Anyway – who has time for such introspection. Moving on.
Despite all these annoyances, I still returned for more. At the conclusion of the hour and a half ordeal, a soggy sense of ineffable well-being radiated from the top of my head to the bottom of my toes. Yet the pleasure stemmed not exclusively from the physical sensation of happy muscles, but also from the immaterial triumph of struggling, skirmishing with the weaker – yet simultaneously stronger – forces of laziness and apathy, and conquering. We are holistic beings, and satisfactions that encompass all aspects of our personhood are far more poignant. Ice cream is delicious, but how much tastier after a 6-hour hike? A kiss is pleasant, but how much sweeter after waiting for so long?
Infinite beings of finite vessels as we tread this earth, we are capable of containing only so much feeling & awareness at any given moment. To make way for the keen joys of love, pleasure, wellness, etc., we must first sweep out the dust of selfishness, despair, laziness, greed and more. A clean house means the party is going to be that much more awesome!
So press on. Stretch. Struggle. Sweat. And rejoice!

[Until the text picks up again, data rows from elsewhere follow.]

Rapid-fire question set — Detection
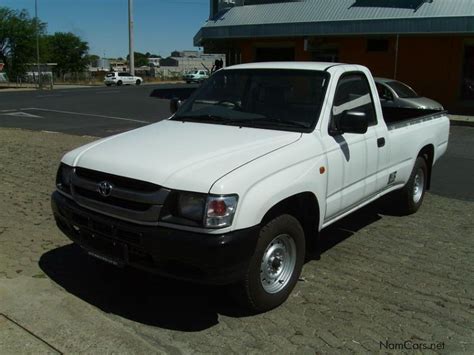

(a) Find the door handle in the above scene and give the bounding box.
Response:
[377,137,385,148]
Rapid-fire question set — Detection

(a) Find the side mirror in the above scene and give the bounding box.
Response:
[335,111,368,134]
[170,98,183,114]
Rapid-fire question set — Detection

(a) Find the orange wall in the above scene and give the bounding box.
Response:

And now for some quotes by some really smart guys validating points made by not-as-smart me:
The redeeming things are not happiness and pleasure but the deeper satisfactions that come out of struggle. ~ F. Scott Fitzgerald
Change does not roll in on the wheels of inevitability, but comes through continuous struggle. And so we must straighten our backs and work for our freedom. A man can’t ride you unless your back is bent. ~ Martin Luther King, Jr.